At least until this past Monday night, July 19, 2021. It had a chance to happen. It was 11-10, balls were flying, left, right and out of Great American Ball Park, and wouldn’t it be something if the second 13-12 win in Mets history emanated from another game against the Reds?

Sure would be. Except in the time it took me to breathe in the possibility of my beloved 13-12 Unicorn at last being cloned, Kevin Pillar launched a three-run homer, and the Mets were up, 14-10…and two pitches later, Michael Conforto went deep, and it was 15-10. A half-inning later, 15-11 became the winning score, which would have to do for history’s sake. Or something approximating history’s sake. It was only the sixth time the Mets had won a game in which they’d given up as many as eleven runs, and the first time they’d won a game in which they’d given up double-digit runs since outlasting the Nationals, 13-10, in 2008.

Historic enough for one night, I guess.

7 comments to Big Score Hunting

  • Seth

    Kudos Greg, I hadn’t seen a Duffy Dyer reference in quite a while.

    Just to point out, “trivia,” by definition, is unimportant information. What’s my point, I have no idea! :-)

  • Eric

    Assuming McKinney sticks with the Dodgers and both teams go to the playoffs, they would most likely meet in the NLCS, right?

    Too bad about losing Fargas as well as McKinney. Glove, speed, and I thought his bat had potential to allow him to use his speed on base.

    I have hopes for Hill, who’s 1 patch on a bigger team need. But with the Rays, there’s a good chance 1 or more of the players the Mets gave away turn into the prize of the trade. On the Mets, there’s a good chance Hill is lost with an injury sooner than later.

  • Joe Nunz

    Calling Mom to find out the score of the Mets game.

    All the feels, Greg. Thank you.

  • Dave

    Well there’s lots going on in this multi-era set of Mets stories, but you had me at Juan Samuel was playing against the Mets and not for them.

    Why was Joneshwy Fargas DFA’d when he had myriad options left while Brandon Drury and whoever Chance Sisco are still on the 40-man roster? Anybody?

  • Seth

    The new guy Hill is an innings-eater, unlike Edwin Diaz, who is an innings-regurgitator. What an adventure…

  • chuck

    I feel bad for Tommy Hunter. He looked so happy after his base hit, and now he’s back in the A.L.

  • Eric

    I don’t know 40-man roster rules and player option statuses, but I agree I would rather have held onto Fargas over some of the players on it now.
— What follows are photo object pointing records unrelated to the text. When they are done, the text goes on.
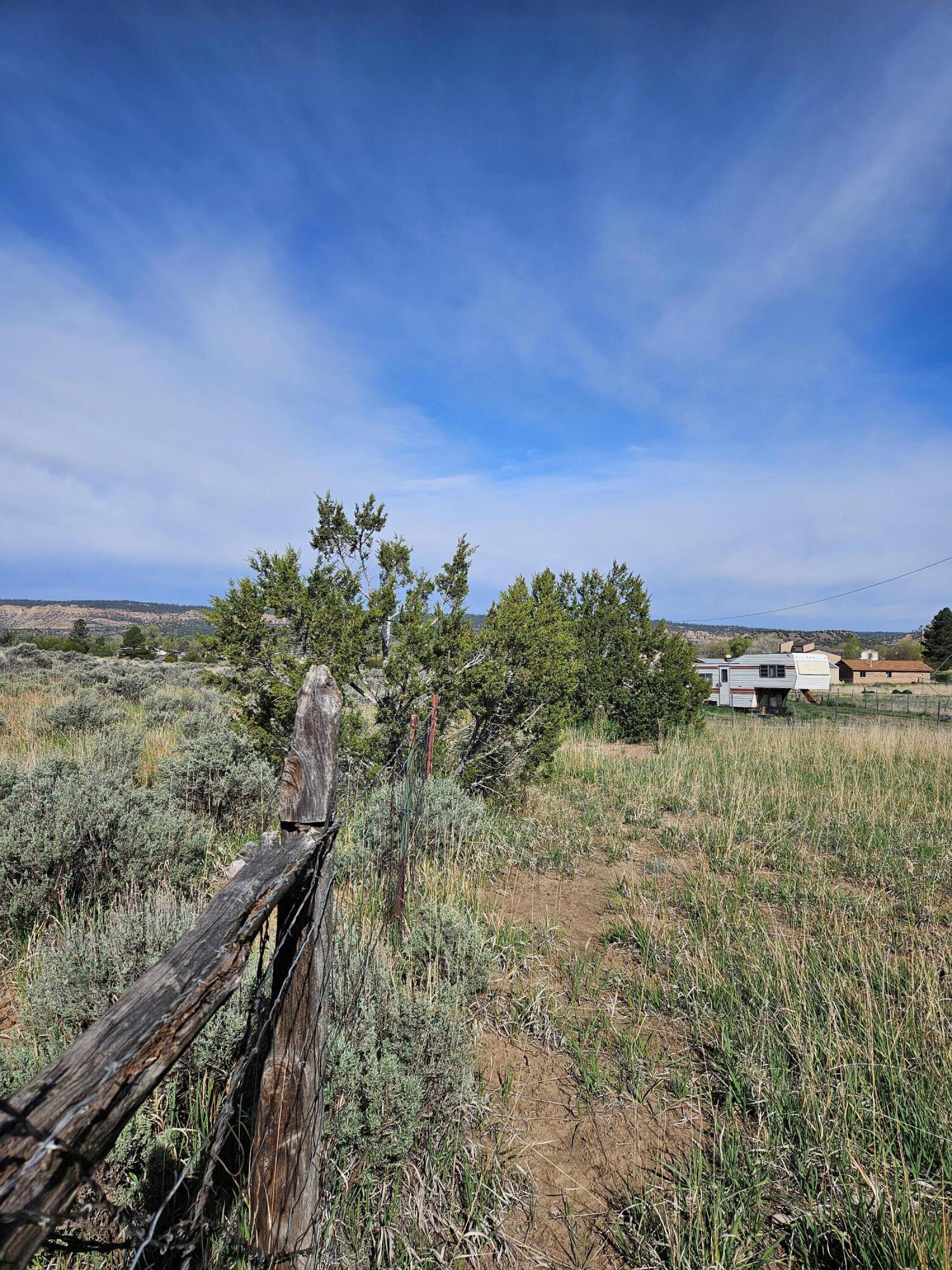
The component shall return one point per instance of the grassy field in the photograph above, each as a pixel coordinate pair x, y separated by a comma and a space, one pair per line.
682, 1008
786, 919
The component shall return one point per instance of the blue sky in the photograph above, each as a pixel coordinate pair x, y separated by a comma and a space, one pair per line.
662, 283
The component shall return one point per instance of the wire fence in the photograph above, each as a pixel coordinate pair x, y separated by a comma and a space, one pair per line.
246, 1192
892, 703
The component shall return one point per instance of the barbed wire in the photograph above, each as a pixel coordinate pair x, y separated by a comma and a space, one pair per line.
142, 1236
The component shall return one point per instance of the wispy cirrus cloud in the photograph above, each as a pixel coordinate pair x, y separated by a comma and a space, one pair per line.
583, 285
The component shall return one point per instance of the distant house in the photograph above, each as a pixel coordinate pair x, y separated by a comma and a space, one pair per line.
880, 670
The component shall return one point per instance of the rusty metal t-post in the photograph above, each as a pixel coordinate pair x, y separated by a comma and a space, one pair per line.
285, 1165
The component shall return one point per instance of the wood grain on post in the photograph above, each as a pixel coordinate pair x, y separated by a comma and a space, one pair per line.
286, 1168
78, 1106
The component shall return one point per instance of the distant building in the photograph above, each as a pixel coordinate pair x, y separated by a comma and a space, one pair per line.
880, 670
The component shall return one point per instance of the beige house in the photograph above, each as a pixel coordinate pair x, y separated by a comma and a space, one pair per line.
884, 671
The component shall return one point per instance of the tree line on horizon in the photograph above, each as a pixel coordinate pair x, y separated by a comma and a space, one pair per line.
552, 651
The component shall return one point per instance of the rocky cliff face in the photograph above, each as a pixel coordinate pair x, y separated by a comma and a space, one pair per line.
107, 619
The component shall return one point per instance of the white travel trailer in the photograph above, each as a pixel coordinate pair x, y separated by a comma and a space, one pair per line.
762, 681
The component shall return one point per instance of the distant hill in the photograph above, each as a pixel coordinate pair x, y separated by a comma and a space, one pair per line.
830, 639
102, 617
112, 617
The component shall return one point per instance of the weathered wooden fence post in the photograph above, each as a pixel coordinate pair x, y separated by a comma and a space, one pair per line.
285, 1163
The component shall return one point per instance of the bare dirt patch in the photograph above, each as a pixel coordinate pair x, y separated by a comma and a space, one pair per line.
574, 905
582, 1155
579, 1155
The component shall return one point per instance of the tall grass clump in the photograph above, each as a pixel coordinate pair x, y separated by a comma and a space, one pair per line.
803, 947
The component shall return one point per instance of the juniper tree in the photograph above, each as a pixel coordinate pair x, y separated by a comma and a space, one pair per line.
389, 633
633, 671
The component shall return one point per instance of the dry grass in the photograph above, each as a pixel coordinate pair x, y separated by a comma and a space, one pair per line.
804, 947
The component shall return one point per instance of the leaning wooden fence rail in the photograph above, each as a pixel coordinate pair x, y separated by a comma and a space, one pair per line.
59, 1128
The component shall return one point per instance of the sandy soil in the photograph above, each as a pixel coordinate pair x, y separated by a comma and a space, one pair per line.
582, 1156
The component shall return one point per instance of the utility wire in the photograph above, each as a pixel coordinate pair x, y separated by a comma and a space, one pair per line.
824, 600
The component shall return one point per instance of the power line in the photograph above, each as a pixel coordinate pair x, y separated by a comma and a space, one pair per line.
807, 604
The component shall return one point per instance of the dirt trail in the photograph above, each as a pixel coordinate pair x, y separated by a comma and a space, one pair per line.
583, 1155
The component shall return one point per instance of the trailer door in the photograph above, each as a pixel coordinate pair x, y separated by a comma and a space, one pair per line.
724, 689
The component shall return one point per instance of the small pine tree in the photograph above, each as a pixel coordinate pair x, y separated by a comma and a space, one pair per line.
79, 634
634, 671
852, 648
937, 641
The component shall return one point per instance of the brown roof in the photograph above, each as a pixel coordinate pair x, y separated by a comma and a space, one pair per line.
883, 665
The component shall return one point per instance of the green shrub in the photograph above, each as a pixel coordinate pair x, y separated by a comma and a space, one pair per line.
399, 1062
69, 832
87, 712
29, 655
87, 672
134, 681
445, 820
219, 774
168, 704
449, 944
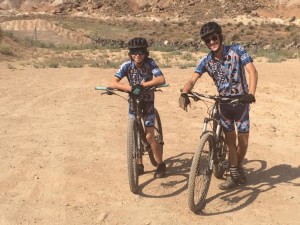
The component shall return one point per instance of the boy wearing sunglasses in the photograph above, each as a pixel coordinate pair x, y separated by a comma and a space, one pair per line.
227, 66
141, 72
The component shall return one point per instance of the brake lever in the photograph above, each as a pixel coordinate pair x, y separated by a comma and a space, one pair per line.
108, 92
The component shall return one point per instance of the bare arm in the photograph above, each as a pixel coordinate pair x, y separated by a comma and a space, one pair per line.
115, 83
191, 83
253, 77
155, 81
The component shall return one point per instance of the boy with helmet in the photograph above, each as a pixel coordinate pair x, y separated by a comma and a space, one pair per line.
141, 72
227, 66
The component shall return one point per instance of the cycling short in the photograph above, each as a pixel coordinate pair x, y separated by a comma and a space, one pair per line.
238, 115
148, 113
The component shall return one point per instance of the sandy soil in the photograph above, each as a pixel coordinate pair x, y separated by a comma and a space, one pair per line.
63, 152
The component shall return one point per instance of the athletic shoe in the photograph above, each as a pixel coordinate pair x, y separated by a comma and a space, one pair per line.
228, 184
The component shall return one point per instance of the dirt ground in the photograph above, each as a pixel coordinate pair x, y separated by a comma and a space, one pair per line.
63, 152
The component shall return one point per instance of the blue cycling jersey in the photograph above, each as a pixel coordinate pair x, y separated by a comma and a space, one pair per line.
137, 75
228, 73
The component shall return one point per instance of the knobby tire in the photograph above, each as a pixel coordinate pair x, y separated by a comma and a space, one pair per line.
200, 173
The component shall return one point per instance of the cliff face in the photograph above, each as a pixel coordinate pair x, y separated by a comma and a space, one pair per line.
203, 9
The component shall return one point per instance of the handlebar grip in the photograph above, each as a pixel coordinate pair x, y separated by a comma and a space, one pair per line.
101, 88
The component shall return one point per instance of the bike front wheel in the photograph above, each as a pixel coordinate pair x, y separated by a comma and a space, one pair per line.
132, 156
200, 173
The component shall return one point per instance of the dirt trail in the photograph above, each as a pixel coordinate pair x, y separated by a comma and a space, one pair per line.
63, 152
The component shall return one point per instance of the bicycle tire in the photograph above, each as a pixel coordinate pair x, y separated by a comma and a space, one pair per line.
200, 173
158, 134
132, 156
218, 167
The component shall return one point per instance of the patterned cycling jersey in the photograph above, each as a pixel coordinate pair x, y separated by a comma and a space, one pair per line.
137, 75
228, 73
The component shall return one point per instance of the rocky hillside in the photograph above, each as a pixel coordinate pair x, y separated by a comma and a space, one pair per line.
204, 9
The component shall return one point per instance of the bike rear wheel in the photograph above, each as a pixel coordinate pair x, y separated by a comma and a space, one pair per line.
132, 156
158, 134
200, 174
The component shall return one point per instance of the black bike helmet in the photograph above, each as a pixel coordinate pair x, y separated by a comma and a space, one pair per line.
138, 42
210, 28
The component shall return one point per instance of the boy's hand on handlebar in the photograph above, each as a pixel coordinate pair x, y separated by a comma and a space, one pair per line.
137, 89
248, 98
184, 101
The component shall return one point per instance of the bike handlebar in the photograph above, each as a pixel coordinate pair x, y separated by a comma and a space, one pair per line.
197, 96
110, 90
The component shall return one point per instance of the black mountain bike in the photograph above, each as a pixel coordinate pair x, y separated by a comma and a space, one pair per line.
137, 145
210, 156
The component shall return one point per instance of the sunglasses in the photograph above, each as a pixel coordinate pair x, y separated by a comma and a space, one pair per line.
212, 38
137, 52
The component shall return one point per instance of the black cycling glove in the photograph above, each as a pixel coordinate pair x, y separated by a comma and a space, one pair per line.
137, 89
248, 98
184, 101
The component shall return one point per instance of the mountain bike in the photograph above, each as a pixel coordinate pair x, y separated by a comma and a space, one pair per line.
210, 156
137, 145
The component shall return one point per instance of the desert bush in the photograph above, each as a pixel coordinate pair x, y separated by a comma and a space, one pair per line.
6, 50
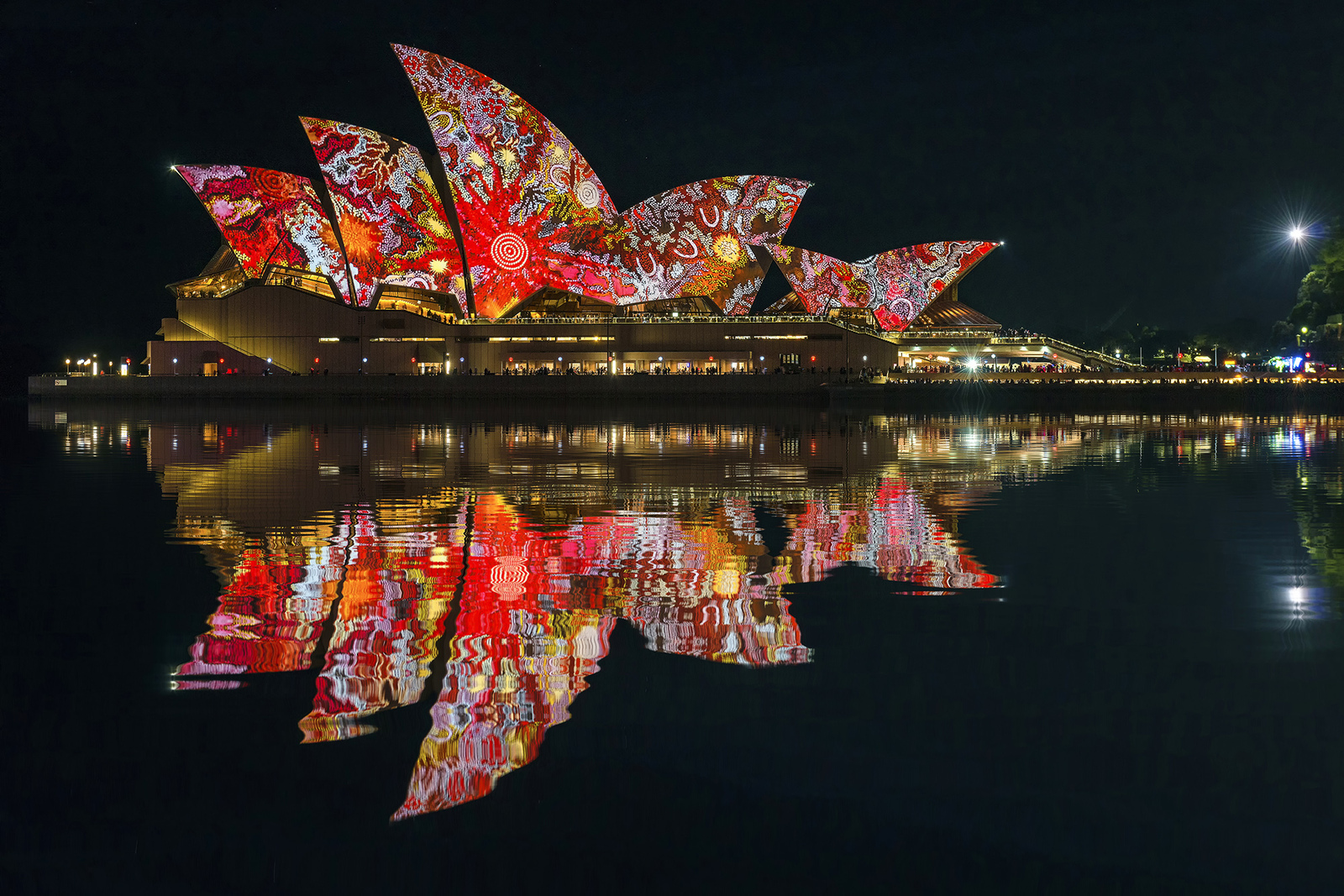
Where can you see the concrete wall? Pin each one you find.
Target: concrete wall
(299, 332)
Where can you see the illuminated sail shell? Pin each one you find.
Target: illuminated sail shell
(269, 217)
(391, 221)
(895, 285)
(521, 187)
(698, 239)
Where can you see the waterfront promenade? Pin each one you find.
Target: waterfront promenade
(1133, 390)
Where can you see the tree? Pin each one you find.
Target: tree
(1321, 293)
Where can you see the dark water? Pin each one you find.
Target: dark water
(580, 651)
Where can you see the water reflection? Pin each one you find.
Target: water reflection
(486, 566)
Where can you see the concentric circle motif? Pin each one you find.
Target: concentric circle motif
(588, 194)
(508, 578)
(508, 251)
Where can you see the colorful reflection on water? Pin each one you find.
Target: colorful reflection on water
(366, 551)
(484, 567)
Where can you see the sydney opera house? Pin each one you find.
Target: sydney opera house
(501, 251)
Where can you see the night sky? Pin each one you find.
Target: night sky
(1140, 161)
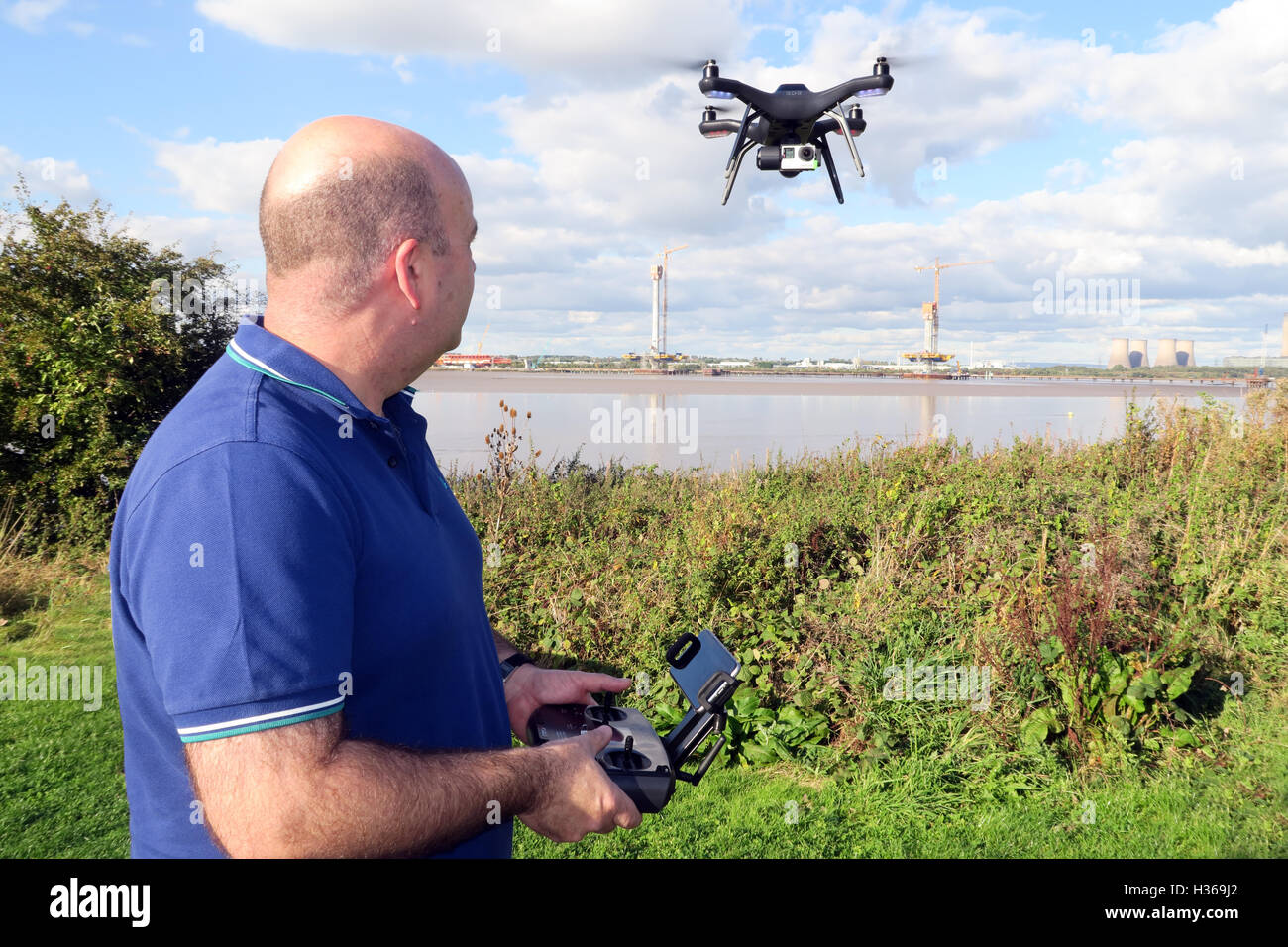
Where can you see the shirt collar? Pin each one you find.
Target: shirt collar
(258, 350)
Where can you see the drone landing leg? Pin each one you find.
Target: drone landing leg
(733, 174)
(831, 166)
(849, 140)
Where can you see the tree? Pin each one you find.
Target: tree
(91, 359)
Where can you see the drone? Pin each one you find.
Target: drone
(789, 123)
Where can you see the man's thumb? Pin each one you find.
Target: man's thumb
(600, 737)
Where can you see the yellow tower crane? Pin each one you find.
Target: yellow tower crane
(666, 265)
(930, 313)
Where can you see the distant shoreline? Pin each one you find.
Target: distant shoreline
(489, 380)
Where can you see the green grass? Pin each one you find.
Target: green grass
(928, 553)
(62, 789)
(62, 777)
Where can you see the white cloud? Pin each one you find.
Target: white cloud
(46, 175)
(236, 240)
(223, 176)
(31, 14)
(583, 40)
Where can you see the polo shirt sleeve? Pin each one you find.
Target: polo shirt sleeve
(239, 571)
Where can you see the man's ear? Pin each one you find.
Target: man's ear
(410, 278)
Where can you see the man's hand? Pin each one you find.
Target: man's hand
(579, 797)
(531, 686)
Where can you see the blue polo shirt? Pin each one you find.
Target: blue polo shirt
(279, 553)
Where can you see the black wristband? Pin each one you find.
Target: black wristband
(509, 664)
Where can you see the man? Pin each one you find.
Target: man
(304, 661)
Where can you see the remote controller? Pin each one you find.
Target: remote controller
(643, 764)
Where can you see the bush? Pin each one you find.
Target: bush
(90, 361)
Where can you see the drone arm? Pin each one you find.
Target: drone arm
(737, 142)
(831, 166)
(849, 140)
(733, 172)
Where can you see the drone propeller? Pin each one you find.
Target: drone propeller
(909, 62)
(670, 62)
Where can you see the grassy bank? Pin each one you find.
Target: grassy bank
(1128, 598)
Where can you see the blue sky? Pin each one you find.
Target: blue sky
(1147, 149)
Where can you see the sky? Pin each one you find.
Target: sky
(1125, 166)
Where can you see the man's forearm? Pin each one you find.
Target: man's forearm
(361, 797)
(400, 801)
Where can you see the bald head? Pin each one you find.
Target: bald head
(343, 193)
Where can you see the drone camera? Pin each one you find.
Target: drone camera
(799, 158)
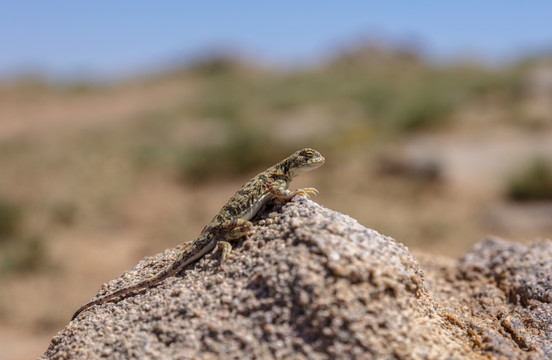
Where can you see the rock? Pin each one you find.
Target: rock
(315, 284)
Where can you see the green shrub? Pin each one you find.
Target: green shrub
(534, 182)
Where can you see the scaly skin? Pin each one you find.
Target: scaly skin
(232, 221)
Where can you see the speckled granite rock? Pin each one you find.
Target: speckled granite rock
(314, 284)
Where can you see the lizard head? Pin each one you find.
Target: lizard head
(304, 160)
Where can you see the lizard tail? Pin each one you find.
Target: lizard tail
(189, 254)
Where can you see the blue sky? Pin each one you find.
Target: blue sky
(117, 38)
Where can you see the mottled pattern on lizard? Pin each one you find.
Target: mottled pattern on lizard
(232, 222)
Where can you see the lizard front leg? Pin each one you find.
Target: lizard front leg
(279, 189)
(235, 229)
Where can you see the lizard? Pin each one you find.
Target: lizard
(233, 220)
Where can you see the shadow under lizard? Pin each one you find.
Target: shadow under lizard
(232, 221)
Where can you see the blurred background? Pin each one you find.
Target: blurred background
(125, 126)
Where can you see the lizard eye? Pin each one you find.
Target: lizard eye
(307, 153)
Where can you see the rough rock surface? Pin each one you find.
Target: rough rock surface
(314, 284)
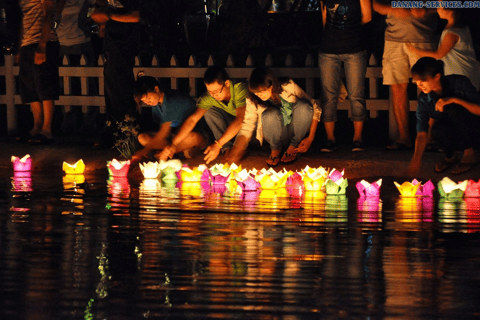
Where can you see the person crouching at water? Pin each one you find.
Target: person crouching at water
(170, 108)
(454, 105)
(282, 113)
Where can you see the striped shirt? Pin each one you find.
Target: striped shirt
(32, 22)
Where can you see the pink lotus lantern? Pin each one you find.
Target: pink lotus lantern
(336, 184)
(119, 187)
(314, 179)
(150, 170)
(473, 189)
(118, 168)
(408, 189)
(220, 174)
(76, 168)
(426, 189)
(22, 181)
(246, 182)
(369, 189)
(23, 164)
(197, 174)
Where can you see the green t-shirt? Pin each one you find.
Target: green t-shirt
(238, 92)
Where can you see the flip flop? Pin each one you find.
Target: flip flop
(293, 157)
(40, 139)
(443, 166)
(275, 161)
(463, 167)
(398, 146)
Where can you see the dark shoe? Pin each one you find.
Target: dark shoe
(444, 165)
(24, 137)
(397, 146)
(463, 167)
(40, 139)
(358, 146)
(289, 157)
(329, 146)
(273, 161)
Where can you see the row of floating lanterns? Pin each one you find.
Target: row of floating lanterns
(309, 179)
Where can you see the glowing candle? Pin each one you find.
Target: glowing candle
(23, 164)
(118, 168)
(77, 168)
(150, 170)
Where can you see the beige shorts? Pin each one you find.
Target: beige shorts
(398, 60)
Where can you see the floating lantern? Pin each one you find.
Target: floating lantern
(246, 182)
(473, 189)
(71, 181)
(118, 186)
(426, 189)
(22, 181)
(270, 179)
(336, 184)
(451, 190)
(408, 189)
(169, 170)
(369, 204)
(118, 168)
(369, 189)
(197, 174)
(150, 170)
(23, 164)
(77, 168)
(314, 179)
(220, 173)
    A healthy Hunter would have been valuable for the Mets this season. If any team can miraculously make Hunter productive on the field sooner than later it’s the Rays.

    As far as Hill eating innings, he adds plenty of veteran southpaw savvy to a righty heavy starting rotation. On the other hand, he has glaring signs of being a sticky stuff user. He should be good for a Colon-esque 2-4 runs over 5-6 innings. Hill wouldn’t normally be a trade deadline target for a contender, but the Mets have dropped through the bottom of the barrel for pitching depth.